Den Artikel Lohndumping im Auftrag des Staates bei heise.de finde ich wirklich bitter.
Alle sprechen von Lidl, Schlecker und anderen Unternehmen, die Mitarbeiter zu Niedriglöhnen beschäftigen. Die Politik engagiert sich verbal für die in Niedriglohnbranchen Arbeitenden, zum Beispiel die Altenpfleger, aber die Relaität sieht so aus:
Es sind bittere Zahlen, die das Finanzministerium auf eine Anfrage der Bundestagsfraktion der Linken nennt, die auch Telepolis vorliegt. Im öffentlichen Sektor sind 131.722 Menschen beschäftigt, die so geringe Löhne erhalten, dass sie zusätzliche Leistungen aus dem Hartz-IV-Topf beziehen müssen.

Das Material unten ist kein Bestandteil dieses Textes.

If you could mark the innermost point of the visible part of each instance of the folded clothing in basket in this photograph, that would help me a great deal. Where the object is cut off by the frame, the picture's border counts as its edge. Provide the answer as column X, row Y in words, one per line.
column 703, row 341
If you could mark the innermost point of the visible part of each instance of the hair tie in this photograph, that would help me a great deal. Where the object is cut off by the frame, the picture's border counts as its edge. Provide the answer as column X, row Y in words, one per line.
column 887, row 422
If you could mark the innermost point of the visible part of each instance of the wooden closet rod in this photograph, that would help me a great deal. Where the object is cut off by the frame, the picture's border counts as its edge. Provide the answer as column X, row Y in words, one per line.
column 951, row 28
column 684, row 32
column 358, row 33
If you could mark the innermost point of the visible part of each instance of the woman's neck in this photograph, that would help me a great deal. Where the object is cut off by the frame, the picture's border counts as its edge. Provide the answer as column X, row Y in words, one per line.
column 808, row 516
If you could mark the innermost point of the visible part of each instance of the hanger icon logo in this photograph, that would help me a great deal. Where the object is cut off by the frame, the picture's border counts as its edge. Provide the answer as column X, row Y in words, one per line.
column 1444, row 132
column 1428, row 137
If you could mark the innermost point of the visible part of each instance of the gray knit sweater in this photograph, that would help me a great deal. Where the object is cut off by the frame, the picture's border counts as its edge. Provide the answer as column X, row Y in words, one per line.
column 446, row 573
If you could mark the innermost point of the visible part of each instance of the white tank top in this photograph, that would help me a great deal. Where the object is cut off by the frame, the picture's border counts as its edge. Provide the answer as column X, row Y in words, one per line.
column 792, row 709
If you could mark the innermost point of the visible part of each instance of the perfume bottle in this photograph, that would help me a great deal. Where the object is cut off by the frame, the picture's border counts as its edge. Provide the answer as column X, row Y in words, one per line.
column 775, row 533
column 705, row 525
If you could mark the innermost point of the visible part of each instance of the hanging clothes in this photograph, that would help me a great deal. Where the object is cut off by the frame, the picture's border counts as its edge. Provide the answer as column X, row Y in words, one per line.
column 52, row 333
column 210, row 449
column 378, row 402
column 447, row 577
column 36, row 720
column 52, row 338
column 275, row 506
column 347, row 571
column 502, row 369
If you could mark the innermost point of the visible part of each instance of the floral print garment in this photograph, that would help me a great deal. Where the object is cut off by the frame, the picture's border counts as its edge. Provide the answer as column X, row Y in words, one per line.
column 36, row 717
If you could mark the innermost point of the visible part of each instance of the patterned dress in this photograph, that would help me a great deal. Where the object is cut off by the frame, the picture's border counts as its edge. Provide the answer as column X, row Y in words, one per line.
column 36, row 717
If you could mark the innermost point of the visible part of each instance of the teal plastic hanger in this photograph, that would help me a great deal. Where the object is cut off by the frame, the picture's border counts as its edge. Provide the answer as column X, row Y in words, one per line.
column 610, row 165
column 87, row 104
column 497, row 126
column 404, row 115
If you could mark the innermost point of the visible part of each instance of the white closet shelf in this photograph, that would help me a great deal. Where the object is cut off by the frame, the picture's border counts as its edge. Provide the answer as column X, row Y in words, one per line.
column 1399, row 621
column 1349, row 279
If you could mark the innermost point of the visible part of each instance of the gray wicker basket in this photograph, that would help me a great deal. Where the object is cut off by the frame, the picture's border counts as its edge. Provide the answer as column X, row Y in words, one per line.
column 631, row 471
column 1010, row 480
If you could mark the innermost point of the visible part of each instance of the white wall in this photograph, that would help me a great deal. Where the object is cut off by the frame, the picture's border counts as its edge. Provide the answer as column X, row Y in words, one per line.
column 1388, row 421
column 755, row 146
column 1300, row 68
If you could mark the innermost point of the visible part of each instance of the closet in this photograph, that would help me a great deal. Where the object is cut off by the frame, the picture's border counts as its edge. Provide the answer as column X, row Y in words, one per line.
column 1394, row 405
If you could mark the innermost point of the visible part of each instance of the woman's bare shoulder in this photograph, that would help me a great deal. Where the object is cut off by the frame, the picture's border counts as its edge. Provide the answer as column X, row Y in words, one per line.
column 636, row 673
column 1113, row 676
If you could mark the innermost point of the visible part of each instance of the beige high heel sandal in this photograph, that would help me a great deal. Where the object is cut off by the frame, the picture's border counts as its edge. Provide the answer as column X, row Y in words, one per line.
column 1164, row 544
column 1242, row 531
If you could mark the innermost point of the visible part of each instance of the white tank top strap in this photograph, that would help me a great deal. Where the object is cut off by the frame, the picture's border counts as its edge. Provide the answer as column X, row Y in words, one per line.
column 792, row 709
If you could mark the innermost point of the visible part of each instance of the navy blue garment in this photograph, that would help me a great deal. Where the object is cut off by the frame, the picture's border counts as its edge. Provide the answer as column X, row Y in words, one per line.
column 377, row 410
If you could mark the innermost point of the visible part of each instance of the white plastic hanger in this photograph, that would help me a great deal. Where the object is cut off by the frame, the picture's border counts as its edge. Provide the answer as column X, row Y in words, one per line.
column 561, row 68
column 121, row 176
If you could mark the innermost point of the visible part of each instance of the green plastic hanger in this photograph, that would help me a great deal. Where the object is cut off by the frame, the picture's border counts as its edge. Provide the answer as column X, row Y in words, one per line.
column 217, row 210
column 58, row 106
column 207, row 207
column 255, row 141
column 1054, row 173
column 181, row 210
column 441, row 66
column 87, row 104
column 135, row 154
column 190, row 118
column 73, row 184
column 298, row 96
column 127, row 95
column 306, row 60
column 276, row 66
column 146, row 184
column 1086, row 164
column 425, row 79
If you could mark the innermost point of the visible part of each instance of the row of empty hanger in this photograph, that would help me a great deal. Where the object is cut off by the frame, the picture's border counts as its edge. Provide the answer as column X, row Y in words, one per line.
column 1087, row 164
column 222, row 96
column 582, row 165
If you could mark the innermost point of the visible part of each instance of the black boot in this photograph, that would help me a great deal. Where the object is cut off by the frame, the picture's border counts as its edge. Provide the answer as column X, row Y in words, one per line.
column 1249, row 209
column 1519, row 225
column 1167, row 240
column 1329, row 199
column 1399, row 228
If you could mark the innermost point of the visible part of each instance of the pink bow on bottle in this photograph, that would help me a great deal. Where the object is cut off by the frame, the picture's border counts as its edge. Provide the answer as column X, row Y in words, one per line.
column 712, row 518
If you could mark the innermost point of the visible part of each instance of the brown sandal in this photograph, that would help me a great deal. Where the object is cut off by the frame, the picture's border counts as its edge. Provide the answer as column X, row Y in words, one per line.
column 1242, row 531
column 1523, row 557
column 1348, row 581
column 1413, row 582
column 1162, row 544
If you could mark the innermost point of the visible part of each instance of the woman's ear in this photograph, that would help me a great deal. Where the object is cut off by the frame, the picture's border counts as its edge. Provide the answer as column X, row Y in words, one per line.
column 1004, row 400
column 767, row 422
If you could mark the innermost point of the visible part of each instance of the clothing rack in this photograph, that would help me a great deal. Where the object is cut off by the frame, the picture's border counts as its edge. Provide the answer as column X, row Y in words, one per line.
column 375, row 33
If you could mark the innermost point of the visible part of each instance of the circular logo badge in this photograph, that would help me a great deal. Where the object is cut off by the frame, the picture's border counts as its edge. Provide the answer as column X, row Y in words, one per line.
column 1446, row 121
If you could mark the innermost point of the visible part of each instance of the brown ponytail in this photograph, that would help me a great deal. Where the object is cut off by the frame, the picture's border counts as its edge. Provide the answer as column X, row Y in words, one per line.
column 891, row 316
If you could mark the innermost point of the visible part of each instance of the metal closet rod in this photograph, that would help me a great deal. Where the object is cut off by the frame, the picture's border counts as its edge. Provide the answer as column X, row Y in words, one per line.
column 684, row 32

Jeder zehnte Hartz-IV-Aufstocker ist somit direkt oder indirekt im Öffentlichen Dienst tätig.
AnzeigeNoch dramatischer fällt die Zahl bei den sozialversicherungspflichtigen Vollzeitbeschäftigten aus, die Zusatzleistungen in Anspruch nehmen müssen. Von den insgesamt 424.915 Vollzeitbeschäftigten, bei denen der Lohn so gering ist, dass sie zusätzlich Hartz-IV-Leistungen beanspruchen müssen, sind 75.057 (18%) im Öffentlichen Dienst tätig.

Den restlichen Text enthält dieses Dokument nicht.